Machine learning algorithms may be employed for a variety of purposes. For example, a machine learning algorithm may be used to categorize data, form clusters of entities having similar characteristics, make recommendations relating to content, rank results in an Internet search, analyze data in an enterprise, and so on.
Machine learning algorithms typically employ vectors to represent entities that are the subject of the “learning.” However, in certain cases traditional techniques that were employed to construct vectors could be quite difficult as they may involve a great deal of experience. Therefore, these traditional techniques could be difficult to utilize and were often limited to sophisticated users that had this knowledge and experience.
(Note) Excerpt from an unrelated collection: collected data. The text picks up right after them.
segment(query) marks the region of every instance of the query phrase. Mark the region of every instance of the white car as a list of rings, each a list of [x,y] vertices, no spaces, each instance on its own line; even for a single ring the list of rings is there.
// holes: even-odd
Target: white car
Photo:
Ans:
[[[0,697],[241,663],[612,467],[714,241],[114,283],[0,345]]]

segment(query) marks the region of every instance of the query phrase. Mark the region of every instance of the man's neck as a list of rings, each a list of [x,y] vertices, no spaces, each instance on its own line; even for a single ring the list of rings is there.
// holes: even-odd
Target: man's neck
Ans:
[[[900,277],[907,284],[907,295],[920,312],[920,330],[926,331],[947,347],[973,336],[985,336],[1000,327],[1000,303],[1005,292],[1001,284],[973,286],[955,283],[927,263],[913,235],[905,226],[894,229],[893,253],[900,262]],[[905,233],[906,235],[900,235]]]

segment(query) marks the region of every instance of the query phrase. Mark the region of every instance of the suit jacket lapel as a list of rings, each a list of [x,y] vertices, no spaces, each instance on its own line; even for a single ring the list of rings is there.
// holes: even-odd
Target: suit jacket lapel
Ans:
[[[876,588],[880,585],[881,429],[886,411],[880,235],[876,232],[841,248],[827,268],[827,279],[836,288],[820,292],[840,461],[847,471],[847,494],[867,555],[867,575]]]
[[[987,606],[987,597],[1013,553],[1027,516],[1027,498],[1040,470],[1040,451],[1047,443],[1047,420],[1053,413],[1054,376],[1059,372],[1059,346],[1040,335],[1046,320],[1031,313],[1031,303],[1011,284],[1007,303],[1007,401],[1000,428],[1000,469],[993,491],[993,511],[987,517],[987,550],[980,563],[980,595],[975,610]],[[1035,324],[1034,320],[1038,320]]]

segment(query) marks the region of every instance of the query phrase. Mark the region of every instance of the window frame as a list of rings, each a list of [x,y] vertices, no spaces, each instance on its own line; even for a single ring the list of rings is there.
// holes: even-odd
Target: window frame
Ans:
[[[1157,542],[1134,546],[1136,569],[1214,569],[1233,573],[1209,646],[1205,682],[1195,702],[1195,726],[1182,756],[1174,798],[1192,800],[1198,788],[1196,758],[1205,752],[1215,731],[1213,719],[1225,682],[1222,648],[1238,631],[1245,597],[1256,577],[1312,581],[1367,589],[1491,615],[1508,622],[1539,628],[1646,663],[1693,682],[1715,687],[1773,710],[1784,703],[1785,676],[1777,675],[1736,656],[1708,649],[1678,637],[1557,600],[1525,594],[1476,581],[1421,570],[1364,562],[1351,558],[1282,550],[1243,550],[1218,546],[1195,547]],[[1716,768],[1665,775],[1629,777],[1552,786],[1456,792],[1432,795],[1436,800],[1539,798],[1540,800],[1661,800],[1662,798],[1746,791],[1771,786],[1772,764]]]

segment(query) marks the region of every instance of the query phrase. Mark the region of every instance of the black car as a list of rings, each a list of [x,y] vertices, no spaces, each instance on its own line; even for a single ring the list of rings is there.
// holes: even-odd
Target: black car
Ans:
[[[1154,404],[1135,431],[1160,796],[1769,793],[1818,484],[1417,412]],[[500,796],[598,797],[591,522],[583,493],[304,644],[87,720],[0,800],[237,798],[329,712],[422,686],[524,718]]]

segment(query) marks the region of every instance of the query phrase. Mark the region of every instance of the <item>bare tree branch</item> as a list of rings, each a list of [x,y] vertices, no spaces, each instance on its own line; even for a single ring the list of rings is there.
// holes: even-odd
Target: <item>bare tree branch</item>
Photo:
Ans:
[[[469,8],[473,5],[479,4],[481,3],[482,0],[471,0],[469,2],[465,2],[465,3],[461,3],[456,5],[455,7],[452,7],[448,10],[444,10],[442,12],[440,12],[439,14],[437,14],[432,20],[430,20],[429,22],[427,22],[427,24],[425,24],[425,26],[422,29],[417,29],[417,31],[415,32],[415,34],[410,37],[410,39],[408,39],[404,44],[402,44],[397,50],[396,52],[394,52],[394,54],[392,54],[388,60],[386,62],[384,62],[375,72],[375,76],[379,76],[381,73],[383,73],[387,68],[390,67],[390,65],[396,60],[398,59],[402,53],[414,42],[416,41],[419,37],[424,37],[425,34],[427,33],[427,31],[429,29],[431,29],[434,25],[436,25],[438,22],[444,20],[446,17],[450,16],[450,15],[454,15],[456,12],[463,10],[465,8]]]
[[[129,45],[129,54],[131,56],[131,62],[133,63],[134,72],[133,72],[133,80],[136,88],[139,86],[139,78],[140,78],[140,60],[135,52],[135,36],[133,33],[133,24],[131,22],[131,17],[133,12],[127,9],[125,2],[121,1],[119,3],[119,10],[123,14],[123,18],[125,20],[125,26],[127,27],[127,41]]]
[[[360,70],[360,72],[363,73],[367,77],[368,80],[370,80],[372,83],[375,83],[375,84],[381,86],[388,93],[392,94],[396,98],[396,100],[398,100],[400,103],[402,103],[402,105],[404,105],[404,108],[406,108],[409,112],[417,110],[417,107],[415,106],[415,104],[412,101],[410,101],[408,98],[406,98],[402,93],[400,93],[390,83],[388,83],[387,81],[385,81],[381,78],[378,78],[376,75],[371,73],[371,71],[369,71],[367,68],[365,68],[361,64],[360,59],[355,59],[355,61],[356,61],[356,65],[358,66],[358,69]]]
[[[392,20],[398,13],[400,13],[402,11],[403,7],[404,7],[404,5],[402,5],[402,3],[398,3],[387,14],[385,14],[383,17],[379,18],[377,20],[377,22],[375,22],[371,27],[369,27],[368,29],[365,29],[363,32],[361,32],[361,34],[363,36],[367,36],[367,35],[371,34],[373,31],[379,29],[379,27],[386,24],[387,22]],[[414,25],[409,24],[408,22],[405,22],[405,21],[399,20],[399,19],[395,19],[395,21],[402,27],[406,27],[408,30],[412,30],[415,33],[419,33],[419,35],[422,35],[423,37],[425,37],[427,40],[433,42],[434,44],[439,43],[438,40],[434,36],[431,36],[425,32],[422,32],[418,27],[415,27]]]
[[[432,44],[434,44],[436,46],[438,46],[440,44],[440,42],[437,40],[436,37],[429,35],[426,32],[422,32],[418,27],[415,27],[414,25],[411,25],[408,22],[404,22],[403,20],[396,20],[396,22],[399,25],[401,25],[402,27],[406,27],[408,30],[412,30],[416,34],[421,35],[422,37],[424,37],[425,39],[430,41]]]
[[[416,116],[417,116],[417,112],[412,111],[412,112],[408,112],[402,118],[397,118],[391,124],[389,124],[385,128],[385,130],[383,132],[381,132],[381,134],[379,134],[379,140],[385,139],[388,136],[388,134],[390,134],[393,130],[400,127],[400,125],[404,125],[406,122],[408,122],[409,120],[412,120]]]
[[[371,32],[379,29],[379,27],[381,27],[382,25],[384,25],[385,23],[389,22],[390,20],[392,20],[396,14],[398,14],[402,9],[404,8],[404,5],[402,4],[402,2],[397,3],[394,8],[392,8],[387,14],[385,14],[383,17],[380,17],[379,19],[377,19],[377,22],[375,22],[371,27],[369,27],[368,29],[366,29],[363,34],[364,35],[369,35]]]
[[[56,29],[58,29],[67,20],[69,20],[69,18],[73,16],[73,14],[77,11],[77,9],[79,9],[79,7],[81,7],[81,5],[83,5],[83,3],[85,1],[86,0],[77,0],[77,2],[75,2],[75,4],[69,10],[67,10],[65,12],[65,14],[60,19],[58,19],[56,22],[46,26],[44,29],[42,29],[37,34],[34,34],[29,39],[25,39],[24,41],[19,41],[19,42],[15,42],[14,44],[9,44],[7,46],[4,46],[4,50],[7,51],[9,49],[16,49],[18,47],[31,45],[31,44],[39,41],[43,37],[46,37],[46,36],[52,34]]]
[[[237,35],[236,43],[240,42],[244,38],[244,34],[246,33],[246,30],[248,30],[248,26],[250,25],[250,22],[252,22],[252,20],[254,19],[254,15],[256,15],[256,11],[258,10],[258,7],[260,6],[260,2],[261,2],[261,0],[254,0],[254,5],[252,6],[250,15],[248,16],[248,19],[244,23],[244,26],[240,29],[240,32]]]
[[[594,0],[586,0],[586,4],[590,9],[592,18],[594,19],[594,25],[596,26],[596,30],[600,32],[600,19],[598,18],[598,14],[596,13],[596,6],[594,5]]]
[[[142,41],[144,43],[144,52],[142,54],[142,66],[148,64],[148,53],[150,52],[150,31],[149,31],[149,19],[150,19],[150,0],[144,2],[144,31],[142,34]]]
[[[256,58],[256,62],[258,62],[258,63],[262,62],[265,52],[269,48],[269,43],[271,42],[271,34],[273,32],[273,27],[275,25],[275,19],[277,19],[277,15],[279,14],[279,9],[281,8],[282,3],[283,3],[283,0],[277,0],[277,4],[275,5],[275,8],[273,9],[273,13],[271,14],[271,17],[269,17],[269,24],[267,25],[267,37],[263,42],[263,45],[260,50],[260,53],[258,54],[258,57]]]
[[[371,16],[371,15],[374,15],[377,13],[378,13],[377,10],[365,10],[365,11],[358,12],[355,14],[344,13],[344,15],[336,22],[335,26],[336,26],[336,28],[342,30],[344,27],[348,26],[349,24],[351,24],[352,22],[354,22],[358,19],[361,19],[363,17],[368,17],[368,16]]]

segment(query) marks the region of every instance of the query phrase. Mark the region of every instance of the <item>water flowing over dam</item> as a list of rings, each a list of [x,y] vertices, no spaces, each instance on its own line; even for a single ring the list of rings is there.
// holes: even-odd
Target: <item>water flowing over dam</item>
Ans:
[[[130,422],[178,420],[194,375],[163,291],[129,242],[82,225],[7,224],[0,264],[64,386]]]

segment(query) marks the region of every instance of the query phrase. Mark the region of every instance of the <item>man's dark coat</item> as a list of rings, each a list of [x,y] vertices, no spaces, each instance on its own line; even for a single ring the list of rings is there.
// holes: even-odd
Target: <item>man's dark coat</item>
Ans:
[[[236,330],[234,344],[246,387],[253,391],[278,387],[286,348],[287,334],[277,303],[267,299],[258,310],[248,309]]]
Feature vector construction techniques are described. In one or more implementations, an input is received at a computing device that describes a graph query that specifies one of a plurality of entities to be used to query a knowledge base graph. A feature vector is constructed, by the computing device, having a number of indicator variables, each of which indicates observance of a sub-graph feature represented by a respective indicator variable in the knowledge base graph.
This Summary is provided to introduce a selection of concepts in a simplified form that are further described below in the Detailed Description. This Summary is not intended to identify key features or essential features of the claimed subject matter, nor is it intended to be used as an aid in determining the scope of the claimed subject matter.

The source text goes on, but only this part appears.